Anyone with even a passing interest in popular economics has heard of the Ultimatum Game. Basically, the set-up is this: two people are picked to play the game, it is a one off, and they are assigned, at random to one of two different roles - the proposer and the responder. The proposer is given some amount of money, and told to split it however he likes. The responder is then given the choice to either accept or decline whatever they are offered. If they decline, neither player gets anything, if they accept, they both get to keep their offered amount.

Without too much analysis, it's easy to see that the only sub-game perfect Nash Equilibrium (which is a posh way of saying, the only strategy that both players can stick to if they're fully rational) is for the proposer to offer the responder 1p and the responder to accept. If you reject a "lowball offer", you lose out. But, as you might expect, people *do* reject lowball offers (I'm fairly sure I wouldn't, but I suppose it depends on just how low it was). There are several explanations for this in the literature, and I'm not about to go into any of them now, but there is one point that I came across in an article by Steven Landsburg from Reason magazine a few months ago which I want to consider.

Landsburg's article is actually in the context of the even simpler Dictator Game. This is the same set-up as above, but the responder doesn't get their turn. In other words, you're given an envelope full of money and asked how much of it you want to give to the complete stranger in the next room. There are also variations of this game in which you are told that however much you choose to give to the complete stranger in the next room, the experimenters will double/treble this - so you can give up £1 to give the stranger in the next room £3.

Landsburg makes the very valid point that the money you give to the complete stranger *has to come from somewhere*. In other words, if you do choose to give the complete stranger some of your money, this is no different to simply telling the experimenter they can keep it - no wealth is created or destroyed by playing these games, so you're just passing money between strangers either way. (Either the experimenter keeps the money, or the next person to play the game gets it, or they use it for their next experiment - whatever the scenario, the total amount of wealth in the world is the same, and anything you don't have belongs to a complete stranger).

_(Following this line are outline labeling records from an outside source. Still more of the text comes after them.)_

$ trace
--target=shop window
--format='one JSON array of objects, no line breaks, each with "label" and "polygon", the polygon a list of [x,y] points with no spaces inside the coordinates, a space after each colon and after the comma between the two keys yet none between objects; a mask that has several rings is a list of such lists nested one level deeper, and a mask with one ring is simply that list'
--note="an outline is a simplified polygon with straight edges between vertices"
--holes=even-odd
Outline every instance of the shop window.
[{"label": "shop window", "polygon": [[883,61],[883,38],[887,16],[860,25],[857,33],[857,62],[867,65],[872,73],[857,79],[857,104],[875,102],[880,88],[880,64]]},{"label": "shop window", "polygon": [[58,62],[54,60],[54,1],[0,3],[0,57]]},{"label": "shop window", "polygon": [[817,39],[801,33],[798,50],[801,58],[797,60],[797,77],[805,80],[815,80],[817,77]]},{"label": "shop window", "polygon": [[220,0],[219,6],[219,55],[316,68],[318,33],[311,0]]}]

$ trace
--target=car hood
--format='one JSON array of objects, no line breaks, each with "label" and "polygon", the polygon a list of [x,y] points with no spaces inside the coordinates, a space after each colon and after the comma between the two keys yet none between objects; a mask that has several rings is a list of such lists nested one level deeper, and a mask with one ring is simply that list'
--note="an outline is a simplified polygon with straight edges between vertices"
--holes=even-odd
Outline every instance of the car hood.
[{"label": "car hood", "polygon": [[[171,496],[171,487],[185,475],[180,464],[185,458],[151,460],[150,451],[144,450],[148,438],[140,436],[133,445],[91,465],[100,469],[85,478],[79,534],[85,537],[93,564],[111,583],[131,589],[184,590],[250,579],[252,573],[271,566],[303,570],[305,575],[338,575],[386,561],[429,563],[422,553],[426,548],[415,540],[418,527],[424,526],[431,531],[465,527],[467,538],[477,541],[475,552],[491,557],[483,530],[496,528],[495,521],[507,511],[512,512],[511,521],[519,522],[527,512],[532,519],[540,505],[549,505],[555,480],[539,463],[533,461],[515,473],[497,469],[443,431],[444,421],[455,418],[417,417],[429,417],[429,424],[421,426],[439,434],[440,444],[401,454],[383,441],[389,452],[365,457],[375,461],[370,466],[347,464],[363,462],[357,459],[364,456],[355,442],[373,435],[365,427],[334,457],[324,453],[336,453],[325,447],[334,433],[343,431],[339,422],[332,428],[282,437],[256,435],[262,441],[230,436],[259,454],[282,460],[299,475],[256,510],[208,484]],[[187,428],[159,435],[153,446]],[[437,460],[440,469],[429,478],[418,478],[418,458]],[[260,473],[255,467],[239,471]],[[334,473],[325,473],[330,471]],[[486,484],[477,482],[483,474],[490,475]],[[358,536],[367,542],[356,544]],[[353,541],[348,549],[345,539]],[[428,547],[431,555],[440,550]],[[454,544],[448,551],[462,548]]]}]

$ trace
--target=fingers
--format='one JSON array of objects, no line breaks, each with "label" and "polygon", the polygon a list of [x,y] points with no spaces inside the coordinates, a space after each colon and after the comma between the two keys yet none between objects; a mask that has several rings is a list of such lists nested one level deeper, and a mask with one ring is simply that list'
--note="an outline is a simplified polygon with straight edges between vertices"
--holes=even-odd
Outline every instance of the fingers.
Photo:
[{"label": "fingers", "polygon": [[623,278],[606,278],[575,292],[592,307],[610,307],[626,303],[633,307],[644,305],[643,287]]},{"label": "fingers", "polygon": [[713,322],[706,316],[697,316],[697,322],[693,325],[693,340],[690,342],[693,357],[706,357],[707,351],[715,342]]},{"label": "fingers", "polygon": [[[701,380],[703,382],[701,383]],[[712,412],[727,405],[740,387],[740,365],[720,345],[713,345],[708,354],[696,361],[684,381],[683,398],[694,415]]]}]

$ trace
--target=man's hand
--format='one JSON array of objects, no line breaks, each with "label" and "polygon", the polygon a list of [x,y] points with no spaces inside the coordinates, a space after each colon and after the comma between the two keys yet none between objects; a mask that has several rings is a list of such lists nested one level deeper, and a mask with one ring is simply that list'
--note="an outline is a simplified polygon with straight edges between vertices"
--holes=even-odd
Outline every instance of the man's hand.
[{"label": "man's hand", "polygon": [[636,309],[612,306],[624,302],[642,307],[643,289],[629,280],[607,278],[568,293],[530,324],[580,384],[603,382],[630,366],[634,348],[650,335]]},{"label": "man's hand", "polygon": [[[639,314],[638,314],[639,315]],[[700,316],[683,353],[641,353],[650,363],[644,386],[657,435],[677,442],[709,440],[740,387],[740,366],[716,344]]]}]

So what about the variation of the Ultimatum Game in which wealth *is* destroyed. People are willing to pay a small fee so that a complete stranger who they feel has treated them unfairly doesn't get any money, but if they think like Steven Landsburg, they know that this money is going to some other (presumably more deserving) complete stranger. What if this wasn't the case? Was if the alternative to you getting your share and the proposer getting theirs was not that the money went back to the experimenter, but that it was actually destroyed? Would anyone turn down a lowball offer in that game? Does that game actually have any more meaning than the original ultimatum game?

Unfortunately, it's hard to construct a variation of the Dictator Game which works in the same way - perhaps there is one. If there was, if it were somehow possible to create wealth from nowhere in order to play this sort of game, do I think people would behave any differently? No, I don't. I think people in these games actually do behave as though the money they're being given is created out of thin air. As Landsburg notes, this is pretty scary - surely no educated person can believe that money does appear out of thin air - but I think it's probably true. We'll have to wait until someone cleverer than me comes up with a new experiment to test this theory. I hope someone cleverer than me is trying.